3 oktober 2007

Bunta ブンタ

I am not a great animal lover. Despite being surrounded by cats, guinea-pigs, parakeets and a dog during childhood, I have never developed a real interest in the alive, but non-human creatures around me. My parents' dog, Sjors, does not even really greet me anymore when he sees me. And I have never truly cared.

But something is different now. I find myself struck with this feeling of sympathy for my hostfamily's dog, Bunta. This young Golden Retriever lives in this house, in the middle of Tokyo, where there is no place for him to run around freely or pee freely to designate his territory. He is walked two times a day and when it rains he gets put on a red raincoat. His trainer comes to our house eleven times a month for the first six months of his life to make this animal adapt to life in Tokyo.

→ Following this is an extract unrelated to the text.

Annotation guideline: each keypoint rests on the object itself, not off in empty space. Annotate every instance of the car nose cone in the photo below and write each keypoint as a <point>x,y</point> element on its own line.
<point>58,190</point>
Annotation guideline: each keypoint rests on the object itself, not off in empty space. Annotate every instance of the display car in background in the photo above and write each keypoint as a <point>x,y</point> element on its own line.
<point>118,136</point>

Somehow I do not buy my hostdad's explanation that dogs are happy being subjected to humans, not in this situation. So, over the past weeks I have been lobbying to get Bunta something soft to sleep on, I have made soft objections to the raincoat and I feel a constant urge to break the strict regime the dog is subjected to. Only to realize next, that this dog is not my dog, and that I should keep quiet.

But yesterday Bunta was suddenly a lot less naughty as he normally is. The constantly rising and falling temperatures here must have taken their toll on his body. So, now he finally got the blanket to sleep on. And I am worried, really worried. So worried that I have just allowed Bunta to have a nap on my bed (on that blanket he was given yesterday though), something he has been nagging me to allow for the past weeks. Finally giving him what he wants, I feel better and a bit guilty as my hostparents will probably disagree.

Bunta politely lies down for 10 minutes, then jumps off, and returns to his usual spot, in front of the door, waiting for my hostmum to come home.